Sequential nested trial (SNT) emulation is a powerful approach for maximizing precision and avoiding time-related biases. However, there exists little discussion about the implied causal estimands in comparison to a real-world single point trial. We used Monte Carlo simulation to compare treatment effect estimates from an SNT emulation that re-indexed patients annually and a SNT emulation with a treatment decision design to the estimates from a single point trial. We generated 5,000 cohorts of 5,000 people with 3 years of follow-up. For the single point trial, patients were randomized to initiate or not initiate treatment at Visit 1. For the SNT emulations, simulated patients could contribute up to two index dates. When disease severity did not modify the treatment effect, both SNT approaches returned treatment effect estimates identical to the single point trial. In the presence of treatment effect modification by disease severity, both SNT approaches returned treatment effect estimates that diverged from the single point trial even after confounding-adjustment. These findings underscore the difficulties of interpreting causal estimands from a SNT emulation: the target population does not correspond to a single time point trial. Such implications are important for communicating study results for evidence-based decision-making.
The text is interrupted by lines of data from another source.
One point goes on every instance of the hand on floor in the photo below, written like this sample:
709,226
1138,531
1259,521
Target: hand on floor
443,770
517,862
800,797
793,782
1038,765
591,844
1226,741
翻译：序贯嵌套试验（SNT）模拟是一种最大化精确度并避免时间相关偏倚的有效方法。然而，与真实世界单点试验相比，其隐含的因果估计量尚未得到充分讨论。我们采用蒙特卡洛模拟方法，比较了每年重新索引患者的SNT模拟、采用治疗决策设计的SNT模拟与单点试验的治疗效果估计值。我们生成了5,000个队列，每个队列包含5,000名受试者，随访时间为3年。在单点试验中，受试者在首次访视时被随机分配至启动治疗组或不启动治疗组。在SNT模拟中，模拟受试者最多可贡献两个索引日期。当疾病严重程度不改变治疗效果时，两种SNT方法得到的治疗效果估计值与单点试验完全一致。当疾病严重程度存在治疗效果修饰作用时，即使经过混杂因素调整，两种SNT方法得到的治疗效果估计值仍与单点试验存在差异。这些发现凸显了阐释SNT模拟因果估计量的困难：其目标人群并不对应于单一时间点试验。这一结论对于基于证据的决策过程中研究结果的解读具有重要意义。